U.S. natural gas futures rose about 3% on Wednesday on forecasts of colder weather and higher heating demand over the next two weeks than previously expected.
That colder weather should force utilities to pull more gas from storage. Gas stockpiles were about 2.4% below the five-year (2017-2021) average for this time of year.
Gas futures rose despite Freeport LNG’s announcement last week that it expects to delay the restart of its liquefied natural gas export plant in Texas from mid-December to the end of the year.
Some analysts, however, do not expect Freeport to return until January, February or even later as it will likely take federal pipeline safety regulators longer than Freeport thinks to review and approve the plant’s restart plan once the company submits it.
At least one LNG vessel – Prism Brilliance – gave up on Freeport after the company delayed the planned restart last week, according to ship tracking data from Refinitiv.
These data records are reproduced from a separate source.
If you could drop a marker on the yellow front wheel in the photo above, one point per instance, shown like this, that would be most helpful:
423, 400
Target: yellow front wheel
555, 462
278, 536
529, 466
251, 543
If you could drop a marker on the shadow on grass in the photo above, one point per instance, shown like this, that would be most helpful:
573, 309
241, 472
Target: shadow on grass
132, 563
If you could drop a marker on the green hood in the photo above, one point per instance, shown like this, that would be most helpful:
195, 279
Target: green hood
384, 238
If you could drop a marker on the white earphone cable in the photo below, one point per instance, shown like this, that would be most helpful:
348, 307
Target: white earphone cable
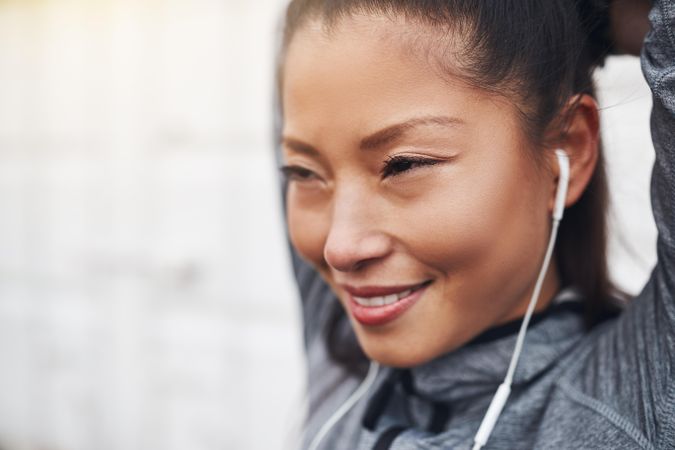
347, 405
502, 394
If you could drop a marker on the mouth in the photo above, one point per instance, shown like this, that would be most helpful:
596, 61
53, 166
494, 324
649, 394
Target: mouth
379, 305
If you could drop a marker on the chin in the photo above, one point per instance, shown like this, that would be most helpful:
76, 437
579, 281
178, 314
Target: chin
401, 356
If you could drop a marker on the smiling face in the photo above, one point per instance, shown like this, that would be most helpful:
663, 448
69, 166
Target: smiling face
414, 195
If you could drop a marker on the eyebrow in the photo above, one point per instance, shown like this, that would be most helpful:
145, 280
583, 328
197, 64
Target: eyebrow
395, 132
385, 136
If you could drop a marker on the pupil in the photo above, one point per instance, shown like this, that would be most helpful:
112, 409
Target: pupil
402, 166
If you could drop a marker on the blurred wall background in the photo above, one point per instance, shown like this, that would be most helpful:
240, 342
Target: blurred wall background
146, 300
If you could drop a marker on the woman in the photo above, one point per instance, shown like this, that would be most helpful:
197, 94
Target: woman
422, 145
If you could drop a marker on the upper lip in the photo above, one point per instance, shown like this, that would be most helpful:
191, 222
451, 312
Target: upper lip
379, 291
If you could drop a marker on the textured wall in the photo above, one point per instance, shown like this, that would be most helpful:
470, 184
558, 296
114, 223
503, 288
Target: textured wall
145, 295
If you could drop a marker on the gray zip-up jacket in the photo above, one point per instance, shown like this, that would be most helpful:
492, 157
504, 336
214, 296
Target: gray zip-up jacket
612, 387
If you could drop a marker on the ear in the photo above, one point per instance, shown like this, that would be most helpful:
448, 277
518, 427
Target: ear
581, 142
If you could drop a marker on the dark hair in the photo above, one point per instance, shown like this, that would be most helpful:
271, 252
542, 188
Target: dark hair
540, 53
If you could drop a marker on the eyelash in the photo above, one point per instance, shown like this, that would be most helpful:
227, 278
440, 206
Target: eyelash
390, 169
291, 173
409, 162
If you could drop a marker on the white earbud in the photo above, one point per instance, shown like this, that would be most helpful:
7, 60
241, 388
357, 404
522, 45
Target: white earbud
499, 400
563, 182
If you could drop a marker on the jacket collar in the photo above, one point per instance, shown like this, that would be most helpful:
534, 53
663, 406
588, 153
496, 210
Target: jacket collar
481, 365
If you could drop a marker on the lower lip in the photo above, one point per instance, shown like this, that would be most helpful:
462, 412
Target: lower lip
380, 315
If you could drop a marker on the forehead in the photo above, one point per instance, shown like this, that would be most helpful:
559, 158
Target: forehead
366, 72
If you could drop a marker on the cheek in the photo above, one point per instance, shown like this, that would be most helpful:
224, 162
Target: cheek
471, 217
308, 228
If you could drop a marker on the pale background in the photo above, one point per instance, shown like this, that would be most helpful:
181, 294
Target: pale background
146, 300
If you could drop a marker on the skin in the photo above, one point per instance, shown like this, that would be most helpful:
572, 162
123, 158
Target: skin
475, 222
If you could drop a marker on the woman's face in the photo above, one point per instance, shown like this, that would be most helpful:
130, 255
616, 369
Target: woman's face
414, 195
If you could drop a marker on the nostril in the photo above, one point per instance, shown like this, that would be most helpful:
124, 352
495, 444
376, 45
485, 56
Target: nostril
348, 254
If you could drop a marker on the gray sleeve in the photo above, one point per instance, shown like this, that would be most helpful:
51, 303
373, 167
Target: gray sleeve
658, 334
631, 369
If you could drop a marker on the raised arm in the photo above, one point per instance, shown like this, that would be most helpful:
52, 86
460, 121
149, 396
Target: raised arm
632, 368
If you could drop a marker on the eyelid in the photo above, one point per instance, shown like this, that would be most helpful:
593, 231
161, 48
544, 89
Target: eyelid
415, 160
293, 172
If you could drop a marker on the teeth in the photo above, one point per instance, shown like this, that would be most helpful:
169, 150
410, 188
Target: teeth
382, 300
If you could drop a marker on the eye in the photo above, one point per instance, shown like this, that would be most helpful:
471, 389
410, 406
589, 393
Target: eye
395, 165
297, 173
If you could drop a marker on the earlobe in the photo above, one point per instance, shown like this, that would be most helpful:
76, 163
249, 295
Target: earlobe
581, 143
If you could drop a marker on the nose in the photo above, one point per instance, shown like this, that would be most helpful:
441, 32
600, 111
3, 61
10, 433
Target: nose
355, 237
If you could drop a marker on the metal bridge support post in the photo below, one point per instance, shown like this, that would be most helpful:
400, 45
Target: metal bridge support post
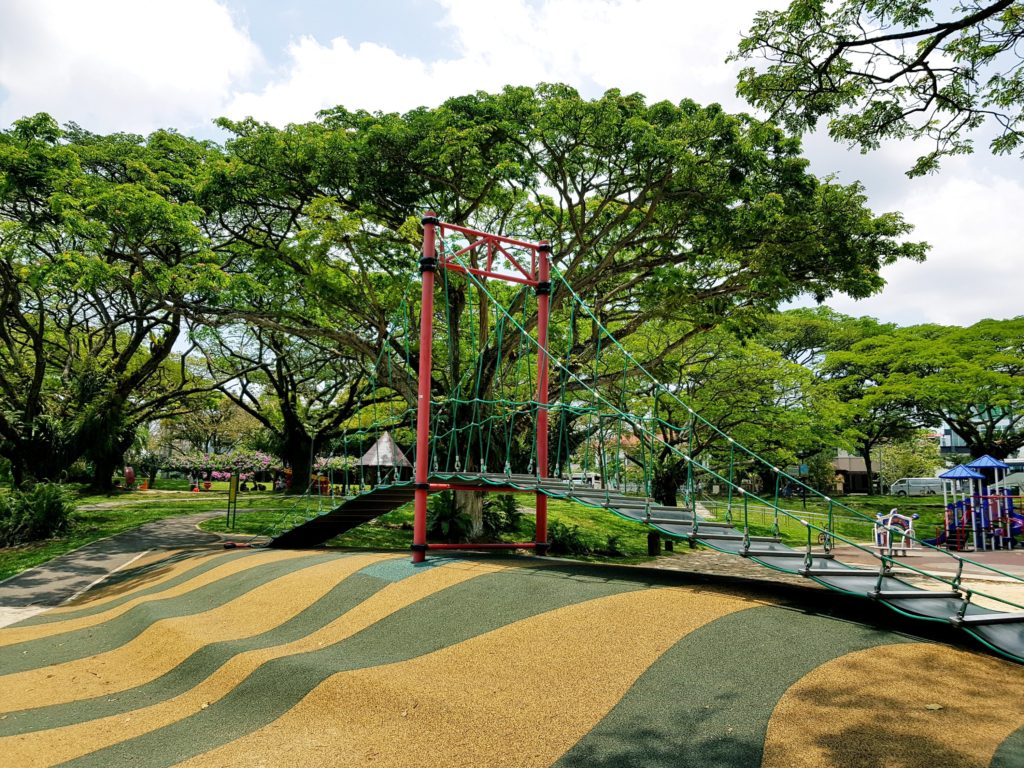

The ship is now on its way to Jamaica.
But, a couple of ships – Prism Diversity and Prism Courage – were still waiting in the Gulf of Mexico to pick up LNG from Freeport.
The plant, which can turn about 2.1 billion cubic feet per day (bcfd) of gas into LNG, shut on June 8 due to an explosion caused by inadequate operating and testing procedures, human error and fatigue, according to a report by consultants hired by the company to review the incident and suggest corrective actions.
Front-month gas futures for January delivery on the New York Mercantile Exchange rose 18.4 cents, or 3.4%, to $5.653 per million British thermal units (mmBtu) at 8:04 a.m. EST (1304 GMT). On Tuesday, the contract closed at its lowest since Oct. 27 for a second day in a row.
U.S. gas futures were up about 53% so far this year as much higher global prices feed demand for U.S. exports due to supply disruptions and sanctions linked to Russia’s invasion of Ukraine.
Gas was trading at $44 per mmBtu at the Dutch Title Transfer Facility (TTF) in Europe and $33 at the Japan Korea Marker (JKM) in Asia.
U.S. gas futures lag global prices because the United States is the world’s top producer with all the fuel it needs for domestic use, while capacity constraints and the Freeport outage have prevented the country from exporting more LNG.
Data provider Refinitiv said average gas output in the U.S. Lower 48 states rose to 99.6 bcfd so far in December, up from a monthly record of 99.5 bcfd in November.
With colder weather coming, Refinitiv projected average U.S. gas demand, including exports, would jump from 118.0 bcfd this week to 121.3 bcfd next week. Those forecasts were higher than Refinitiv’s outlook on Tuesday.
The average amount of gas flowing to U.S. LNG export plants held around 11.8 bcfd so far in December, the same as in November. That compares with a monthly record of 12.9 bcfd in March.
The seven big U.S. export plants can turn about 13.8 bcfd of gas into LNG.
During the first 11 months of 2022, roughly 67%, or 7.1 bcfd, of U.S. LNG exports went to Europe as shippers diverted cargoes from Asia to get higher prices. Last year, just 29%, or about 2.8 bcfd, of U.S. LNG exports went to Europe.
Russia, the world’s second-biggest gas producer, provided about a third of Europe’s gas in recent years, totaling about 18.3 bcfd in 2021.
The European Union, however, wants to cut Russian gas imports by two-thirds by 2022 end and refill stockpiles to 80% of capacity by Nov. 1 and 90% by Nov. 1 each year from 2023.